The background for the call for interest rate cuts is closely related to soaring financial and construction costs. According to the Korea Institute of Civil Engineering and Building Technology, the construction cost index in June this year was provisionally calculated at 130.02 (based on 100 in 2020). It rose by 27.4% in three years from 102.04 at the end of 2020. The construction cost index indicates the price level of materials, labor, and equipment used in construction projects. The Bank of Korea, which holds the authority to set the base interest rate, is also facing a dilemma. On the 22nd, the Bank of Korea kept the domestic base rate at 3.5% and maintained its monetary tightening stance. This marks the 13th consecutive hold since February last year. However, with Jerome Powell, Chair of the U.S. Federal Reserve, mentioning the possibility of a rate cut in September, there is analysis that the burden of rate cuts for central banks worldwide has eased.
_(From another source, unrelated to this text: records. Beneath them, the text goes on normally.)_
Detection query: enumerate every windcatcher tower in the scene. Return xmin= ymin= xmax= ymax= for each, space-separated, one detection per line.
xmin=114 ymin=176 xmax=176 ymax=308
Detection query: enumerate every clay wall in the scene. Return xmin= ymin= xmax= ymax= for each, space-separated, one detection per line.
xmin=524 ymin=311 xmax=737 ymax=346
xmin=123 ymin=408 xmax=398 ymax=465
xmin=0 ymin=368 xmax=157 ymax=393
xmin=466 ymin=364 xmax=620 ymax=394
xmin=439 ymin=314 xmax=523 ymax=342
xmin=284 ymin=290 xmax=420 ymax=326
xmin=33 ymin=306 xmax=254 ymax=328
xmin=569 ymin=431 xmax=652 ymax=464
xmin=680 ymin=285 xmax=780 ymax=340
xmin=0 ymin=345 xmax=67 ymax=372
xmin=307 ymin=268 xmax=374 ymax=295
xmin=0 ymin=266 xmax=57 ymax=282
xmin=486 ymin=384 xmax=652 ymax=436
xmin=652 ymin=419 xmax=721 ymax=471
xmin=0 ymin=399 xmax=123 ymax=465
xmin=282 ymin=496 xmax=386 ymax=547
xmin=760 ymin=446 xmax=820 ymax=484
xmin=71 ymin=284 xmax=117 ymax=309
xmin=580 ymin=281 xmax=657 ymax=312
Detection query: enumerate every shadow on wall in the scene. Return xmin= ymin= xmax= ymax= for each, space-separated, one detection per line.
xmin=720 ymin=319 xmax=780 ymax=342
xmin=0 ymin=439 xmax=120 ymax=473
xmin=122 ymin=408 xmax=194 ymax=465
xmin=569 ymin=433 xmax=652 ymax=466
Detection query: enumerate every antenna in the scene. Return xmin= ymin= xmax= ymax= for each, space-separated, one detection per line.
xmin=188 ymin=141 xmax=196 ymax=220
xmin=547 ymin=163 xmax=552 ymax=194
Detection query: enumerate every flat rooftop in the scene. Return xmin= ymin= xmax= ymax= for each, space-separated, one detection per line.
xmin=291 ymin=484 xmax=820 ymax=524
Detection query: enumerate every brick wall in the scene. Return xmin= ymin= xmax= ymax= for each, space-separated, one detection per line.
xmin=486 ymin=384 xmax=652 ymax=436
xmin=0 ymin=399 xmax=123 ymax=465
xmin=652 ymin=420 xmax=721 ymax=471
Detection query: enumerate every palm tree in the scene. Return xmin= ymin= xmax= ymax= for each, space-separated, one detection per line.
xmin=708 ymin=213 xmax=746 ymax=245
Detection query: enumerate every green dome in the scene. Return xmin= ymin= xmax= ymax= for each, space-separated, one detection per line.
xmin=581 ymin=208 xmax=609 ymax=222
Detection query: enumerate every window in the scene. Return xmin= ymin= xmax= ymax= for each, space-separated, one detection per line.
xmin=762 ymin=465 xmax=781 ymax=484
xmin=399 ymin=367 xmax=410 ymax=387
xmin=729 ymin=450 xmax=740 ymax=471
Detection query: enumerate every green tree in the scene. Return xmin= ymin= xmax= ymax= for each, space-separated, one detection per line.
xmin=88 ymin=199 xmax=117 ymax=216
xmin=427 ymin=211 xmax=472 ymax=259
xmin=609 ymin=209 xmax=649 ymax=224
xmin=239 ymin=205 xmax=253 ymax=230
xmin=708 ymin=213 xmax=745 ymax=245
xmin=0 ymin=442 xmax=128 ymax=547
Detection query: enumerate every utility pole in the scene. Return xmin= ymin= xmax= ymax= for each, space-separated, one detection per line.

Policy incentives urged to enhance redevelopment project profitability
The securities industry agreed that distressed PF projects need to be resolved quickly during the government's real estate PF market restructuring process. One securities firm argued, "It is necessary to provide incentives that enhance the profitability of real estate redevelopment projects to resolve the situation where funds are tied up for too long in stalled redevelopment projects." Another securities firm pointed out, "Various benefits should be provided according to the speed of quick resolution and normalization of distressed PFs."
Earlier, the Financial Services Commission announced in May its 'Policy Direction for an Orderly Soft Landing of Real Estate PF,' strengthening the evaluation of real estate PF project feasibility. Projects are classified into two categories: those with sufficient feasibility and those lacking it. The core is to promote the circulation of real estate PF funds. In particular, for some projects lacking feasibility, the policy aims to encourage PF market participants such as developers, contractors, and financial companies to restructure and resolve issues independently.
Some argued that financial institutions that resolve distressed projects early should be given incentives to participate preferentially in new projects, but this was countered as unrealistic. Professor A, who requested anonymity, pointed out, "Since new projects are also all private projects, it does not seem logically appropriate for the government to grant priority to specific companies."
Meanwhile, there was also a suggestion that profits returning to financial institutions should increase to facilitate smooth acquisition of distressed bonds during the restructuring and resolution process of distressed projects. One securities firm argued, "Profits gained during the PF normalization process should be shared with capital providers, i.e., financial institutions, so that PF projects can smoothly secure funding." It was said that for private financial institutions to participate more actively, a structure allowing profit distribution beyond existing fixed interest receipts on mezzanine and subordinated loans would be necessary.
On the other hand, there was also a conviction that no incentives are necessary under government policy. A securities firm official said, "For now, we should observe the market situation, and so far, no additional incentives seem necessary."